Arguing further, Olanrewaju noted: “Admitting students below the approved age could also lead to stress and mental instability.
Some of these students are just not equal to the multi-tasking nature of life in higher institutions. We have seen a case at the University of Lagos where a student went berserk because his mental capacity was incapable of assimilating what he was learning and getting used to the way of life in the university.”
Yet, Nigeria’s universities are overwhelmed by strong population growth and a significant ‘youth bulge’ with more than 60 percent of the country’s population under the age of 24. Similarly, the rapid expansion of the nation’s higher education sector in recent decades has failed to deliver the resources or seats to accommodate demand.
A substantial number of would-be college and university students are turned away from the system. About two-thirds of applicants who sat for the country’s national entrance examination in 2015 could not get admission into a university.
According to data from the UNESCO Institute of Statistics (UIS), the number of Nigerian students abroad increased by 164 percent in the decade between 2005 and 2015 alone, from 26,997 to 71,351.
The reason is apparent: it is easier for a camel to pass through a needle’s eye than for a Nigerian student to gain admission into a university in the country leading to the proliferation of illegal universities (the NUC recently published a list of 58 fake universities).
At other times, Nigerian youths are forced to seek university in countries like the Republic of Benin, Togo, Ghana, and even Chad.

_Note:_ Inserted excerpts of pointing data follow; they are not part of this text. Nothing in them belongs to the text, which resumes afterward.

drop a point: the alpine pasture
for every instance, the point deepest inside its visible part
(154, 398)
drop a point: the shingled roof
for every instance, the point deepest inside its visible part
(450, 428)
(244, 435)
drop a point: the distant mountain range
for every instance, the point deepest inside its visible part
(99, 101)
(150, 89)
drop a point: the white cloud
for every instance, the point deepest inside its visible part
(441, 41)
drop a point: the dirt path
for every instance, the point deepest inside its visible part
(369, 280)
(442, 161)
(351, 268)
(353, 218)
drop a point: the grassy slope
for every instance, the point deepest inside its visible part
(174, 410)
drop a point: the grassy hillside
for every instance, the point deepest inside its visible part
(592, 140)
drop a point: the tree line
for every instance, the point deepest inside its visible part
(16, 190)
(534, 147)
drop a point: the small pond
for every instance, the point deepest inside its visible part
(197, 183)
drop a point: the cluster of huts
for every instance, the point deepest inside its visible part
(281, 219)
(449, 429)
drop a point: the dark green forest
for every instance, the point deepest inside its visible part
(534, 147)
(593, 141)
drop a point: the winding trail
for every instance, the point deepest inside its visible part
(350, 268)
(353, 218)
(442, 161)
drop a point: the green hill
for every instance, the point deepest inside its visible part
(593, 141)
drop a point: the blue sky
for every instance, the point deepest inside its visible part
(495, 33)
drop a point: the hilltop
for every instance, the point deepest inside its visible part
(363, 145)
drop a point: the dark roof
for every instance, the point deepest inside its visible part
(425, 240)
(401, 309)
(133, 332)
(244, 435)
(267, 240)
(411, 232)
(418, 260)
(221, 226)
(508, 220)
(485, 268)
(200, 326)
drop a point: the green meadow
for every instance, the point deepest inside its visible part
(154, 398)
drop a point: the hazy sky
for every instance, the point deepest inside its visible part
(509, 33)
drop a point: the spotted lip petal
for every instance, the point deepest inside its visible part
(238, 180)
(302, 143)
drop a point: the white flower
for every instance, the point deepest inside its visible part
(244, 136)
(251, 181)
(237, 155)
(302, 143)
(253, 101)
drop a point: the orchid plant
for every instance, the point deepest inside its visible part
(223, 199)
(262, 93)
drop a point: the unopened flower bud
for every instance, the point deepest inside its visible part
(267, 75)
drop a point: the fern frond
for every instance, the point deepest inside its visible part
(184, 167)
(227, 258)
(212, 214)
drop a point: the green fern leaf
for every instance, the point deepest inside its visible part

Adding another but a familiar twist to the issue, an educationist, Adewunmi Peter, would rather accuse the elites of abusing the age limit in primary, secondary and tertiary institutions using their financial muscle.
Peter claimed that 60 percent of students below the stipulated age limit in different schools are children of the rich, whose parents could afford to spirit them through schools to acquire degrees at a tender age.
“However,” he said, “one thing they fail to understand is that these children are barely mature for some of the stages they find themselves. Nonetheless, the fast learners among them assimilate easily in terms of academics, while some of them are just unserious and end up becoming a bunch of nuisance.”
Yet, Peter admitted: “The good thing is that some of these students end up achieving their life’s ambition in good time, while their parents also put off the burden of funding their education quite early in life.”
One parent, Haruna Adeyemo, believe that parents who allow their children to get admitted into tertiary institutions at a tender age have reasons for doing so.
“For me, it is not always advisable to let a child under the age of 18 to get into the university even though as a parent, I want the best for my children. Most parents really want their children to get done with education early in life – get a job where available and get married in time as well.”
In saner climes, experts noted, the federal and state ministries of education would have called a summit on the issue of age limit in seeking admission into the university. To them, it is an issue of national and human capital development.
They argued that Nigerian youths have a lot to offer their fatherland and must, therefore, be protected by the government by the way it defines policies, especially in the education sector.
Stakeholders, however, urged the federal and state governments to return the nation’s tertiary education system to its glorious days. With implicit confidence that a four-year programme will run as such, perhaps, not many parents will be eager to push their children through the ivory tower while still enjoying their childhood.
In the meantime, the jury is still out as to the usefulness of having a cap or not on the age of who gets admitted into a Nigerian university.